Traces are more useful when you can filter by user or session:

from langfuse.decorators import observe, langfuse_context
 
@observe()
def handle_user_request(user_id: str, message: str) -> str:
    # Tag this trace with user and session info
    langfuse_context.update_current_trace(
        user_id=user_id,
        session_id=f"session-{user_id}-today",
        tags=["production", "chat"],
        metadata={"plan": "pro", "feature": "chat"}
    )
 
    # ... rest of your logic ...
    return "response"
 

You can then filter your LangFuse dashboard by user_id to see all traces for a specific user — invaluable when debugging a user complaint.

Prompt Management

LangFuse includes a prompt registry — version-controlled prompt templates stored in the platform, not in your code.

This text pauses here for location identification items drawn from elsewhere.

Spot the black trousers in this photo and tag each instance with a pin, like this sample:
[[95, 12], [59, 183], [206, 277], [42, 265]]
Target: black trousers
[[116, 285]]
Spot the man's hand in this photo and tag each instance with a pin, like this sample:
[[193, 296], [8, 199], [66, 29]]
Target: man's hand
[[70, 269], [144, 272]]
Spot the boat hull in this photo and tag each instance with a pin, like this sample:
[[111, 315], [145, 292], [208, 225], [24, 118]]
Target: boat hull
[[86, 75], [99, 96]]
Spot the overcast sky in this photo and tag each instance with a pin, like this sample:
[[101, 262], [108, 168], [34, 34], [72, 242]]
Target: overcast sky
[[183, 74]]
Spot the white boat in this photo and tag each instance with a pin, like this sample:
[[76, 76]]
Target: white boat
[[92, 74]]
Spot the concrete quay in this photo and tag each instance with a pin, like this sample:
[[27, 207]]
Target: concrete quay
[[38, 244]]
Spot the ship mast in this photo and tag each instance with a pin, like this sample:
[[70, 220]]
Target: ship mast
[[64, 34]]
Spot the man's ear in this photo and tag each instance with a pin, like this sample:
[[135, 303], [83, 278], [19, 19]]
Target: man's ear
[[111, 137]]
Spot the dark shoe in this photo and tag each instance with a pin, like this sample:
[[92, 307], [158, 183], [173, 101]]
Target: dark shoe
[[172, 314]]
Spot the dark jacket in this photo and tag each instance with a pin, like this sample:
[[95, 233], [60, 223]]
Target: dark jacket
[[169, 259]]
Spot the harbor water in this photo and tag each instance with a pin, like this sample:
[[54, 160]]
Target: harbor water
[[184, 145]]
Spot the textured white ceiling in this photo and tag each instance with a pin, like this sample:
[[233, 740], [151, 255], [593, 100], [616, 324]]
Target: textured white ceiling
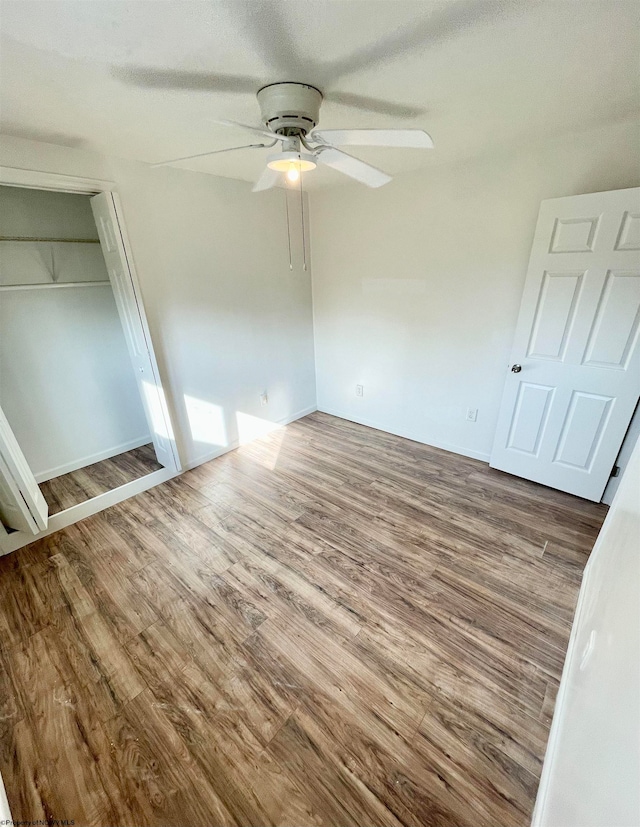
[[479, 76]]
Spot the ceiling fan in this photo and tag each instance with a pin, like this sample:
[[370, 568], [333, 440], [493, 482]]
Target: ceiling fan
[[290, 113]]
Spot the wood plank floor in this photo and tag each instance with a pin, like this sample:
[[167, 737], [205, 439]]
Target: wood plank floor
[[79, 486], [329, 626]]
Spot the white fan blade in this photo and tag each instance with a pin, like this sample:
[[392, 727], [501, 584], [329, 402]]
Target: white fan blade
[[265, 133], [204, 154], [268, 179], [417, 138], [353, 167]]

from langfuse import Langfuse
 
langfuse = Langfuse()
 
# Fetch a prompt by name (fetches the 'production' labelled version)
prompt = langfuse.get_prompt("customer-support-system")
 
# Compile it with variables
compiled = prompt.compile(customer_name="Alice", issue="login failure")
 
# The trace automatically records which prompt version was used
 

When a bad response is traced back to a specific prompt version, you can immediately see which version was active and compare it against previous versions in the dashboard — without digging through git history.

Cost Tracking Dashboard

LangFuse tracks token usage and cost per trace automatically for all major providers. In the dashboard you can see:

  • Total cost by day/week/month
  • Cost per user (filter by user_id)
  • Cost per model (compare GPT-4o vs Claude vs Gemini in the same product)
  • Cost per feature (filter by tags)
  • p50/p95/p99 latency broken down by span type

This data is captured from the API responses — you do not need to configure pricing tables manually for OpenAI and Anthropic; LangFuse maintains them.

Self-Hosting LangFuse

For teams with data residency requirements, LangFuse is straightforward to self-host:

# docker-compose.yml (minimal)
services:
  langfuse-server:
    image: langfuse/langfuse:latest
    environment:
      DATABASE_URL: postgresql://langfuse:secret@db:5432/langfuse
      NEXTAUTH_SECRET: your-secret-here
      SALT: your-salt-here
      NEXTAUTH_URL: http://localhost:3000
    ports:
      - "3000:3000"
    depends_on:
      - db
 
  db:
    image: postgres:15
    environment:
      POSTGRES_USER: langfuse
      POSTGRES_PASSWORD: secret
      POSTGRES_DB: langfuse
 
The self-hosted version requires the NEXTAUTH_SECRET and SALT values to be kept secret and consistent across restarts. Generate them with: openssl rand -base64 32

Summary

LangFuse gives you the visibility that LLM applications need in production: per-step latency, token costs, prompt versions, and user-level filtering. The @observe decorator requires almost no code change to add to an existing application. Start with tracing your main pipeline function, then progressively instrument individual steps as you find blind spots.